Seven Ontario bishops and Cardinal Jose Sanchez, the prefect for the Congregation for the Clergy, were aware by 1993 that the secretary-general of the Pontifical Society for the Propagation of the Faith had committed sexual abuse, according to a February 1993 letter from the bishop of Pembroke (Ontario) to Canada’s apostolic nuncio.

At the time of Msgr. Bernard Prince’s 1991 appointment to the Pontifical Society for the Propagation of the Faith, Bishop Joseph Windle of Pembroke was aware that the priest had abused one boy. Nonetheless, he recalled in the 1993 letter that “while the charge against Fr. Prince was very serious,” he had not objected “to him being given another chance since it would remove him from the Canadian scene.”

By 1993, however, Bishop Windle had become aware that there were four or five victims. In his letter to Archbishop Carlo Curis, who served as apostolic nuncio to Canada from 1990 to 1999, Bishop Windle urged that Father Prince not be given a papal honor or promoted to the episcopate, noting that such a move could prompt victims to speak out publicly.
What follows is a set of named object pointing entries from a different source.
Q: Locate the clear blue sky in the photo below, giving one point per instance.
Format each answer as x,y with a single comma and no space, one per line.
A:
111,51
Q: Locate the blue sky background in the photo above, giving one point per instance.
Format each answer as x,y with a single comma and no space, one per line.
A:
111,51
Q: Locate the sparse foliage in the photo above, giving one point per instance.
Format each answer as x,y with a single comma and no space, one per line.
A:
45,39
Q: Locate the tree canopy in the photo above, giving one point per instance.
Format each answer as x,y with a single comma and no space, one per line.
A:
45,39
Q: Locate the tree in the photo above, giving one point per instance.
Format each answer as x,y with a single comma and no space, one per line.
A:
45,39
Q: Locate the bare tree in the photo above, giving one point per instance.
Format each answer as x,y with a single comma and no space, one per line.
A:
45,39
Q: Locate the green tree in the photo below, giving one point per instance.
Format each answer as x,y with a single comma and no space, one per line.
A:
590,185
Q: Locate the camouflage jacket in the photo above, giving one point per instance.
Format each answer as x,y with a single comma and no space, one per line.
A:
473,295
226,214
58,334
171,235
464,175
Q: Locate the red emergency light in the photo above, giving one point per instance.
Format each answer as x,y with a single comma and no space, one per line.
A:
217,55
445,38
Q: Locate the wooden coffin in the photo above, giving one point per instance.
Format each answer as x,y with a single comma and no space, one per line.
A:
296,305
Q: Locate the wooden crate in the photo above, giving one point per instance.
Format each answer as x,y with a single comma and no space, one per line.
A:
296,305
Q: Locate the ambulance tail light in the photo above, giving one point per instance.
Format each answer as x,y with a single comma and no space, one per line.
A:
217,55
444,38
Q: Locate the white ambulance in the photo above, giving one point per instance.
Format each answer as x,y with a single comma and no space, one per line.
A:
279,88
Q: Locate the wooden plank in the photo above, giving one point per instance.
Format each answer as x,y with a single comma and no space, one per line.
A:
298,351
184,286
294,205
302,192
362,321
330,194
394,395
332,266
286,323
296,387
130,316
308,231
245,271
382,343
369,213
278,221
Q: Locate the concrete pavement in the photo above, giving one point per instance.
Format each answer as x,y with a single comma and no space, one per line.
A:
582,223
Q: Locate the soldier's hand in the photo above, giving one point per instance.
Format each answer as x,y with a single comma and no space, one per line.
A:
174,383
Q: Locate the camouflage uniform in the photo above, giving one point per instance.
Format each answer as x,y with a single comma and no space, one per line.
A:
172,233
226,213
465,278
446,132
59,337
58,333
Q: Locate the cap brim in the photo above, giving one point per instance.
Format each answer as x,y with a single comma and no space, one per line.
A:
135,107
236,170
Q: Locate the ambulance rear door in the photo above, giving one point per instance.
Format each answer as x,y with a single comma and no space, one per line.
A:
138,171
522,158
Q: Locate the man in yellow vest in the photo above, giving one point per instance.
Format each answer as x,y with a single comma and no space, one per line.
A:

Three months after he wrote the letter, Bishop Windle retired at age 75; he died in 1997. The Globe and Mail notes that Bishop Windle, contrary to the policy adopted by Canadian bishops in 1993, did not report the abuse to civil authorities.

Msgr. Prince continued to serve as secretary-general of the Pontifical Society for the Propagation of the Faith until 2004. Laicized by Pope Benedict in 2009, Prince is currently serving a four-year prison term after being convicted of sexually abusing 13 young men between 1964 and 1984. The victims were between 10 and 16 years old.